# What is the vertex of  y= 5x^2-x-1+(2x-1)^2?

Dec 16, 2015

vertex$= \left(\frac{5}{18} , - \frac{25}{36}\right)$

#### Explanation:

Start by expanding the brackets and simplifying the expression.

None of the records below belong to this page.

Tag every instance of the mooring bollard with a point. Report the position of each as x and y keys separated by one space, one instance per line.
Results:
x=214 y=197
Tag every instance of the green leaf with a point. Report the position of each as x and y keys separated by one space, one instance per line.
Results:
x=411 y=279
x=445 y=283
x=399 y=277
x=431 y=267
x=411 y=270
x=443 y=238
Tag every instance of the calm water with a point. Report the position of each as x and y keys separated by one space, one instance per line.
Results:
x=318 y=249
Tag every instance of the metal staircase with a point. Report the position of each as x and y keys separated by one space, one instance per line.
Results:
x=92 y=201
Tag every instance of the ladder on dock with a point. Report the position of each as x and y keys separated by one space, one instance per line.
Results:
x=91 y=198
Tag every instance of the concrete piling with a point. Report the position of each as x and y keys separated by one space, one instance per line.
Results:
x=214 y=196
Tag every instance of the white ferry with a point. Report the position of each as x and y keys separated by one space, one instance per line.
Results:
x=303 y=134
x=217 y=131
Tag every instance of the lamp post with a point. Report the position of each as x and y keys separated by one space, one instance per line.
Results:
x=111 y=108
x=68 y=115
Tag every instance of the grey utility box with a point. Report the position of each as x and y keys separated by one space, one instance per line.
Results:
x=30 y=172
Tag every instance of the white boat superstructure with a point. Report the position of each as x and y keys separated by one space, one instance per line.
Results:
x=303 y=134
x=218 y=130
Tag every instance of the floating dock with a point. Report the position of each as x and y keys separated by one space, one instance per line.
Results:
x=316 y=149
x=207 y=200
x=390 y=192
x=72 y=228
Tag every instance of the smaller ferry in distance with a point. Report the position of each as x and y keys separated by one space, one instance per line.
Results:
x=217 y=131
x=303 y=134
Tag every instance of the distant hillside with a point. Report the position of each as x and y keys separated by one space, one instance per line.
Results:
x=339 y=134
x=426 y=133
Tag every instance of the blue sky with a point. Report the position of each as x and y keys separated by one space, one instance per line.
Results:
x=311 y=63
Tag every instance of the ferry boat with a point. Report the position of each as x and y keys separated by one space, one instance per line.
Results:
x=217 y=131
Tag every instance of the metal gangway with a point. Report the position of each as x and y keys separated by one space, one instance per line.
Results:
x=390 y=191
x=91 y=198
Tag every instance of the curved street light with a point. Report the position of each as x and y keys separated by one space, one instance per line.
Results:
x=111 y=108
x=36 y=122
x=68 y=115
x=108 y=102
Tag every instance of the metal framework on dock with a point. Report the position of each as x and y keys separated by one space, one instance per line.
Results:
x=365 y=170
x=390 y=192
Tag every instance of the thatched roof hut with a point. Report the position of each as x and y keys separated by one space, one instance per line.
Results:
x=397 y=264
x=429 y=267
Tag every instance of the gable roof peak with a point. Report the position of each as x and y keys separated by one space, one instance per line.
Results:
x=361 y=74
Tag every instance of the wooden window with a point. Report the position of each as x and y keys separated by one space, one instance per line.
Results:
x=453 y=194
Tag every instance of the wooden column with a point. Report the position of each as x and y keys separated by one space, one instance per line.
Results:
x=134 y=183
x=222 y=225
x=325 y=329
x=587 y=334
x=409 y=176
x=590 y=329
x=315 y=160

$y = 5 {x}^{2} - x - 1 + {\left(2 x - 1\right)}^{2}$
$y = 5 {x}^{2} - x - 1 + \left(4 {x}^{2} - 4 x + 1\right)$
$y = 9 {x}^{2} - 5 x$

Take your simplified equation and complete the square.

$y = 9 {x}^{2} - 5 x$
$y = 9 \left({x}^{2} - \frac{5}{9} x + {\left(\frac{\frac{5}{9}}{2}\right)}^{2} - {\left(\frac{\frac{5}{9}}{2}\right)}^{2}\right)$
$y = 9 \left({x}^{2} - \frac{5}{9} x + {\left(\frac{5}{18}\right)}^{2} - {\left(\frac{5}{18}\right)}^{2}\right)$
$y = 9 \left({x}^{2} - \frac{5}{9} x + \frac{25}{324} - \frac{25}{324}\right)$
$y = 9 \left({x}^{2} - \frac{5}{9} x + \frac{25}{324}\right) - \left(\frac{25}{324} \cdot 9\right)$
$y = 9 {\left(x - \frac{5}{18}\right)}^{2} - \left(\frac{25}{\textcolor{red}{\cancel{\textcolor{b l a c k}{324}}}} ^ 36 \cdot \textcolor{red}{\cancel{\textcolor{b l a c k}{9}}}\right)$
$y = 9 {\left(x - \frac{5}{18}\right)}^{2} - \frac{25}{36}$

Recall that the general equation of a quadratic equation written in vertex form is:

$y = a {\left(x - h\right)}^{2} + k$

where:
$h =$x-coordinate of the vertex
$k =$y-coordinate of the vertex

So in this case, the vertex is $\left(\frac{5}{18} , - \frac{25}{36}\right)$.